Cara Blue Adams
Cara Blue Adams is the author of You Never Get It Back, her first story collection published in December 2021 by the University of Iowa Press. It was the winner of the John Simmons Short Fiction Prize in the Iowa Short Fiction Prize Series, featured in the New York Times, named a New York Times Editors’ Choice, longlisted for the Story Prize, and was a finalist for the Mary McCarthy Prize in Short Fiction at Sarabande Books. It has also been featured in Reading My Tea Leaves, and on Ordinary Habit.
Chicago Review of Books named You Never Get It Back as one of the 12 Must-Read Books of December 2021 and wrote, “Winner of the John Simmons Short Fiction Award, Cara Blue Adams’ keenly observed collection of linked stories is the perfect companion for long winter nights. Remarkably expansive within a limited space, the pieces here conjure such masters of the form as Munro and Beattie while staking out a territory all their own. Following the character Kate from her early days in Vermont through her struggles to define herself later in life, You Never Get It Back is a book you’ll want to hold onto.”

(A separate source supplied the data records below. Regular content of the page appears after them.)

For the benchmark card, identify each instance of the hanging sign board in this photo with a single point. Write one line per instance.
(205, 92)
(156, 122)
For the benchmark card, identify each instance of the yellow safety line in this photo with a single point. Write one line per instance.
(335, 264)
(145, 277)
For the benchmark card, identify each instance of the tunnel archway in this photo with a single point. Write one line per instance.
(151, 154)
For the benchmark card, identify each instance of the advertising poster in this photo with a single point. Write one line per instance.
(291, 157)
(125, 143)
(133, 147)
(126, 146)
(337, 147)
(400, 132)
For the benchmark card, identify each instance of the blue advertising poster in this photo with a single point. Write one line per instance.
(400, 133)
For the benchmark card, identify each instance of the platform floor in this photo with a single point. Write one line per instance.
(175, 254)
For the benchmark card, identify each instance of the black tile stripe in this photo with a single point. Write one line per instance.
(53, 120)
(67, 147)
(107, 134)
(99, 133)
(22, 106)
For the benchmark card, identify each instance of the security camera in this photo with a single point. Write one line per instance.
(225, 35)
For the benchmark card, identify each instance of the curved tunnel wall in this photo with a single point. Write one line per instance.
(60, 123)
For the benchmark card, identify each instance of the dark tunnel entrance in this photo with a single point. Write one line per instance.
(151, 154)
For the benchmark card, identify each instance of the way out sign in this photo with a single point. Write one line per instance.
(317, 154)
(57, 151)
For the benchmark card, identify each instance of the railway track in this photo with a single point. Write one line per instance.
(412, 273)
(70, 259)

In an interview with Bomb Magazine, Adams outlined her creative process and the important features in writing You Never Get It Back. She shared, “The book moves largely chronologically but not entirely, and so structure was something that required a fair bit of thought and experimentation. That’s something that I love about the linked collection: it offers the flexibility to treat the stories as individual stories, but also to weave them together and to play with time in a way that you might in a novel. I was thinking of some of these stories as functioning almost like backstory.”
Adams’ stories appear in magazines such as Granta, Kenyon Review, American Short Fiction, Epoch, and Narrative, which named her one of their “15 Below 30.” She is the recipient of the Kenyon Review Short Fiction Prize and the Missouri Review Peden Prize, the Meringoff Prize in Fiction, awarded by the Association of Literary Scholars, Critics, and Writers. Her work has received support from the Bread Loaf Writers’ Conference, the Sewanee Writers’ Conference, the Kimmel Harding Nelson Center for the Arts, the Lighthouse Works, the Virginia Center for the Creative Arts, and the New York Foundation for the Arts. She held a 2018-19 Center for Fiction Emerging Writers Fellowship and was a 2019-20 Lewinson Center for the Study of Labor, Inequality, and Social Justice fellow.
Adams’ earned her B.A. in English Language and Literature from Smith College and her M.F.A. from the University of Arizona. She has lived in Boston, Tucson, Montreal, Maine, South Carolina, and Baton Rouge, where she co-edited The Southern Review.
Originally from Vermont, Adams now lives in Brooklyn, New York, and the Hudson Valley. She is an Associate Professor in the English department at Seton Hall University and Director of Poetry-in-the-Round, the campus’s reading series that brings a range of acclaimed writers and literary professionals to campus each year. Adams is currently completing a novel, Removal, and working on a book-length lyric essay, Weather.